A new feature from a construction communication software automatically produces a daily report at the same time every day, compiled from the field notes of superintendents, foremen and subcontractors.

“To stay an extra hour at the end of the day to compile your observations that you might not accurately remember, is silly,” says Chad Falgout, a general superintendent Abbott Construction, Seattle, who has worked as a super for 20 years. Falgout uses the new daily-reports function from the FieldLens, New York, as he walks the job site. He says he makes 10 to 20 observations during his 8- to 10-hour days, and every one takes him about 30 seconds. He snaps a picture or writes a note about a conversation and shoots it into the FieldLens cloud.

Every day at 4 p.m., these notes and the notes from any other foreman or subcontractors taking part combine into a daily report and are printed out.

“It’s like six or seven sets of eyes out there that work for me throughout the day,” says Falgout.

The superintendent says his company still requires daily reports in Microsoft Word format, so now he just copies the FieldLens daily report, pastes it into word and hands it over. The beauty, he says, is that it’s in the same format.

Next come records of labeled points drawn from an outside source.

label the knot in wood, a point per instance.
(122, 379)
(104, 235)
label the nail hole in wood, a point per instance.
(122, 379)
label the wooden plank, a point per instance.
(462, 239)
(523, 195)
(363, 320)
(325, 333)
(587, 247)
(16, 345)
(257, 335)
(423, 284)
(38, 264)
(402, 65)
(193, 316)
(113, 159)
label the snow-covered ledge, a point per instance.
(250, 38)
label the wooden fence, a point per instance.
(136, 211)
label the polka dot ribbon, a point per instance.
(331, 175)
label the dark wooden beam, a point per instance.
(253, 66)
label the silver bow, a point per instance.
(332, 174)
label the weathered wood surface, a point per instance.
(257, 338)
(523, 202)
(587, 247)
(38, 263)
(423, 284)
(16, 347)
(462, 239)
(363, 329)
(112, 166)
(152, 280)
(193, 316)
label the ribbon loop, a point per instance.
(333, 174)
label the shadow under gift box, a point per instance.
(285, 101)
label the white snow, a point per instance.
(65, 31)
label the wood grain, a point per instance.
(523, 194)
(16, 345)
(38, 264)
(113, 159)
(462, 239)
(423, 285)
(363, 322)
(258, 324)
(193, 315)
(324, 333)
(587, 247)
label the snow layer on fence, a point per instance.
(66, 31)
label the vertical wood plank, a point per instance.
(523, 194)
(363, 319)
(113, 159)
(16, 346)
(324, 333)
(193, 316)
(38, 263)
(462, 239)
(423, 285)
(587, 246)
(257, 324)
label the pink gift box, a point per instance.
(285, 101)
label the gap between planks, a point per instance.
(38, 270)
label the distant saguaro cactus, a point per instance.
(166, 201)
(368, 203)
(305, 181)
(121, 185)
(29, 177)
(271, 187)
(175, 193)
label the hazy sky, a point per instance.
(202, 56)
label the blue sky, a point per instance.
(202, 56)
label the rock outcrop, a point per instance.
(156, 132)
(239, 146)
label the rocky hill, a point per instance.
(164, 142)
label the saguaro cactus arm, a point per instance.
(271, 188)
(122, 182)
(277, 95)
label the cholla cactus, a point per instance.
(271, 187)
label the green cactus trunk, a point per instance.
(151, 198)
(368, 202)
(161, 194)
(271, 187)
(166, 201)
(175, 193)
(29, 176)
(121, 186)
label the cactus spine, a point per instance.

“We stumbled into this completely,” says Doug Chambers, FieldLens CEO, about the new feature. Chambers says he thought it would be nice to build a printing feature into the software, and then his users started utilizing it for daily reports.

“So we built a whole new report format that looks like a daily report, and at the end of the day we output a traditional daily report that the industry is used to,” says Chambers. He says FieldLens is trying to work with its users so they can post all the info in real time and don’t have to sit in the trailer and regurgitate it all at the end of the day.

Falgout points out another benefit. Changes can be made to Microsoft Word based field reports long after they’re made, says Falgout, but FieldLens reports are unchangeable.

“If you were ever to go to litigation, you have the document right there and you can’t manipulate it in the future. It’s the gospel,” he says.